Dismiss, distort, distract, dismay. Ce modèle est utilisé au DFR lab pour analyser et catégoriser les documents de désinformation qu’ils étudient. L’intervention présentée ici est focalisée sur les actions d’influence russes, au sein desquelles les exemples sont puisés. Ben Nimmo précise d’ailleurs à ce sujet qu’à sa connaissance, la stratégie qu’il décrit n’est pas écrite noir sur blanc dans des manuels militaires russes. Il remarque aussi que ces méthodes sont souvent présentes dans les narratifs stratégiques chinois ou dans les discours de Donald Trump, qu’il va jusqu’à qualifier de cinquième D de la désinformation (Donald).
Dismiss. Discréditer. « Si vous n’aimez pas ce que vos adversaires disent, injuriez les. » C’est la fameuse attaque ad hominem. Discréditer l’auteur d’un propos est un moyen particulièrement connu et récurrent pour manipuler. Les rhétoriciens l’ont identifié de longue date. Le terme « fake news », par exemple est souvent utilisé pour couper court à tout débat: puisque l’autre multiplie les « fake news », qu’il soit un individu ou un média, alors quoi qu’il dise est forcément un mensonge. Ben Nimmo prend aussi l’exemple de la « russophobie », brandie chaque fois qu’une information critique est diffusée à l’égard du pouvoir russe ou de ses médias d’influence.

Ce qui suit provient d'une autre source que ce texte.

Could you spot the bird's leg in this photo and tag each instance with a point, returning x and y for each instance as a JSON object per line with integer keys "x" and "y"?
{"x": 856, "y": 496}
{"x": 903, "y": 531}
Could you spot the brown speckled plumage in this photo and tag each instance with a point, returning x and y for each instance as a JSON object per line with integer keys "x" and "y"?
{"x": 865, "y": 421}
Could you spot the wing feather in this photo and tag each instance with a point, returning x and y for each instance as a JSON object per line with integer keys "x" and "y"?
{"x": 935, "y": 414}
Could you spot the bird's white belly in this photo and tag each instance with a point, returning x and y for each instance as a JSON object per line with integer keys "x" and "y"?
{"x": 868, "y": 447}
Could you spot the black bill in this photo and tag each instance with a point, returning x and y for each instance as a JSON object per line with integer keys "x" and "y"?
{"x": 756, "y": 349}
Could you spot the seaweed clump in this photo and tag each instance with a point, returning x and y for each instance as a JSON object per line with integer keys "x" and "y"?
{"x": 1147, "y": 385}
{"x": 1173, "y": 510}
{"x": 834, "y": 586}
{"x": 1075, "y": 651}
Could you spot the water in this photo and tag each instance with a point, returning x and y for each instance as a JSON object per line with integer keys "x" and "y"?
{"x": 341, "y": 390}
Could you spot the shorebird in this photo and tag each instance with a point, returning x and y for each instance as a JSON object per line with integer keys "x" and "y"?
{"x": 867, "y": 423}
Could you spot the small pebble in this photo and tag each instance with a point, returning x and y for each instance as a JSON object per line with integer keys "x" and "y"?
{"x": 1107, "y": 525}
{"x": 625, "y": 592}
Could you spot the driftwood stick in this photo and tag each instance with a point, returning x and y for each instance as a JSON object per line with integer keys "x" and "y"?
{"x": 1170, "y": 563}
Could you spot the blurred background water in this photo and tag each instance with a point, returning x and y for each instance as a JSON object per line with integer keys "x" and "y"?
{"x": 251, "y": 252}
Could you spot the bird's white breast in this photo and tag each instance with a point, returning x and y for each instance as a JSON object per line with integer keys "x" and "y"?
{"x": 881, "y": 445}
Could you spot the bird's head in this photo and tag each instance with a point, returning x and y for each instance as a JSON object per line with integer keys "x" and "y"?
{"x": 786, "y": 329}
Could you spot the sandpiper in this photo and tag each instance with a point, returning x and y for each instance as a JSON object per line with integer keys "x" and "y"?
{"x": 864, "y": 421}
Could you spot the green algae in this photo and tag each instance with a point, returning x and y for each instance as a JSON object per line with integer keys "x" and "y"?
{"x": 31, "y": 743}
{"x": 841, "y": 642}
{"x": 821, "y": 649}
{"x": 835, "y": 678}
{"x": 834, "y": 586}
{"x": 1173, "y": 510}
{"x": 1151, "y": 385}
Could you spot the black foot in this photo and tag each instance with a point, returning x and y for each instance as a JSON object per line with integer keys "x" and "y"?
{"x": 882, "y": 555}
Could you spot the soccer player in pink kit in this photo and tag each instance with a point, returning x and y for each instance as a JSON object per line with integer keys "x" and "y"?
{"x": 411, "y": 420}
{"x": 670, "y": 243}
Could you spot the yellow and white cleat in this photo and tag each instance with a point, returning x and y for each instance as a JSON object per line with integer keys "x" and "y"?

Distort. Déformer. « Si vous n’aimez pas les faits, changez les. » Il peut s’agir de ne prendre que des éléments dans une information ou des extraits d’une citation pour leur faire dire le contraire de ce qu’est le propos original. Il peut aussi s’agir de proposer des explications alternatives à la réalité, pour en réduire l’impact. Les théories du complot en sont un parfait exemple et contribuent à égarer les opinions.
Distract. Distraire. « Si vous êtes accusé de quelque chose, accusez l’autre de la même chose. » Plutôt que de répondre à l’accusation, il va alors s’agir de changer de sujet.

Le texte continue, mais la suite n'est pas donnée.